Ia pun berharap agar polisi bekerja dengan profesional sebab ini mencakup harga diri sekaligus keadilan buat saya dan istri saya, dan nanti di pengadilan bisa membuktikan mana yang salah mana yang benar.

“Kepolisian agar bergerak cepat soal laporan saya ini. Sebab mencakup harga diri keluarga dan keadilan” pinta Rosid.
Kuasa Hukumnya Kpt Lawyer Budi Utomo dari Kantor Hukum Bisma Raya & Partners menerangkan laporan yang di sangkakan bisa di jerat dengan Pasal 27 ayat (3) UU ITE jo. Pasal 45 ayat (3) UU 19/2016 yang mengatur setiap orang dengan sengaja, dan tanpa hak mendistribusikan dan/atau mentransmisikan dan/atau membuat dapat diaksesnya informasi elektronik dan/atau dokumen elektronik yang memiliki muatan penghinaan dan/atau pencemaran nama baik dipidana penjara paling lama 4 tahun dan/atau denda paling banyak Rp750 juta.
- Adanya UUHC (Undang-undang Hak Cipta)
Semua orang berhak memiliki privasi, kecuali mereka membagikannya sendiri ke media sosial.
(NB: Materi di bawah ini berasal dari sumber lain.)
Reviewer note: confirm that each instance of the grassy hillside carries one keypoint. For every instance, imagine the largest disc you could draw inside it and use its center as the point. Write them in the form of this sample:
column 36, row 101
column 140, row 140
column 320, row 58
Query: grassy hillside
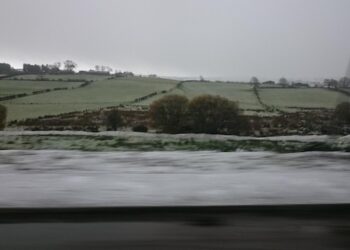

Jadi, Anda tidak berhak membagikan foto orang lain ke media sosial tanpa izinnya.
Untuk itu bisa juga dikenai Pasal 12 UUHC yang isinya:
(1) Setiap Orang dilarang melakukan Penggunaan Secara Komersial, Penggandaan, Pengumuman, Pendistribusian, dan/atau Komunikasi atas Potret yang dibuatnya guna kepentingan reklame atau periklanan secara komersial tanpa persetujuan tertulis dari orang yang dipotret atau ahli warisnya.
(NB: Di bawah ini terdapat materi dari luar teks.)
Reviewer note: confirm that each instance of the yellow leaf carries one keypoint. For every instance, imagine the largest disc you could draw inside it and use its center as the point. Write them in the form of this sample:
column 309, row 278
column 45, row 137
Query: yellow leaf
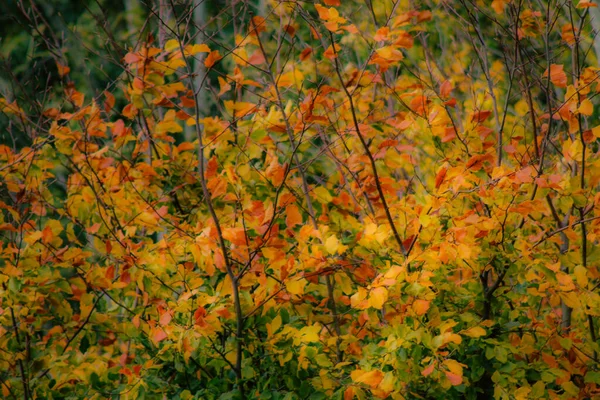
column 475, row 331
column 168, row 126
column 378, row 297
column 197, row 48
column 371, row 378
column 522, row 393
column 288, row 79
column 332, row 245
column 454, row 379
column 323, row 195
column 309, row 334
column 586, row 107
column 581, row 276
column 239, row 108
column 296, row 286
column 212, row 58
column 421, row 306
column 171, row 45
column 454, row 366
column 292, row 216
(2) Penggunaan Secara Komersial, Penggandaan, Pengumuman, Pendistribusian, dan/atau Komunikasi Potret sebagaimana dimaksud pada ayat (1) yang memuat Potret 2 (dua) orang atau lebih, wajib meminta persetujuan dari orang yang ada dalam Potret atau ahli warisnya
“Apabila Anda memotret seseorang tanpa izinnya dapat dikenakan hukuman maksimal 10 tahun kurungan. Jika ditambah dengan penyebaran di medsos tanpa izin dapat menambah hukuman 2 tahun penjara dengan denda 150 juta,” tegas Budi Utomo kuasa hukumnya.
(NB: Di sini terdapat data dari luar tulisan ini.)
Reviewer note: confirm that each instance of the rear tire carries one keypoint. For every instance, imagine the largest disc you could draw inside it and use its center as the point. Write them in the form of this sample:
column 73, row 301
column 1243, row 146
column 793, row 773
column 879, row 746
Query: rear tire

Hal ini mendapakan tanggapan Ketua Umum AWI ( Aliansi Wartawan Indonesia), Andi mengatakan bahwa semua Organisasi itu harus punya prinsip ketika keluarga jurnalis terzolimi, apalagi di fitnah lalu di jatuhkan nama baiknya.
Dan Andipun menghimbau kepada Dewan Pers untuk menertibkan media – media atau oknum – oknum yang mengaku Media dilapangkan, serta menghimbau kepada penegak hukum terutama kepada Polres Jakarta Utara menyikapi hal ini dan mengambil langkah hukum agar tidak lagi timbul lagi korban berikutnya demi terciptanya Kamtibmas, apalagi mendekati pesta demokrasi yang di khawatirkan akan lebih merajalela.
“Peran dewan pers sangat diharapkan guna penertiban media-media online secara profesional dan kepolisian polres jakarta utara pada kasus ini harus bergerak cepa,” tukasnya
Tanggapan senada juga dilontarkan Bang John wartawan senior Jakarta Utara yang sepakat dengan apa yang di katakan ketua umum AWI, ia menganggap ini pelecehan dan pencemaran nama baik dan harus di tuntaskan.
Begitu juga Edo Media TNI POLRI yang juga Ketua MIO Jakarta Utara, Edo yang selama ini mengikuti perkembangan terkait pencemaran nama baik pada Rosid dan Istri oleh media Online Cakranews , ia memberikan masukan bahwasanya silahkan tim LBH dari Media Online Cakranews untuk bertemu menjawab somasi klarifikasi dari kuasa hukum Rosid Bisma Raya oleh pak Kapten Budi, dan di temani redaksi dari inisial R dan H dari pimpinan Redaksi.
” Tinggal mengikuti saja prosedur hukum yang berlaku di Indonesia,” tutup Edo.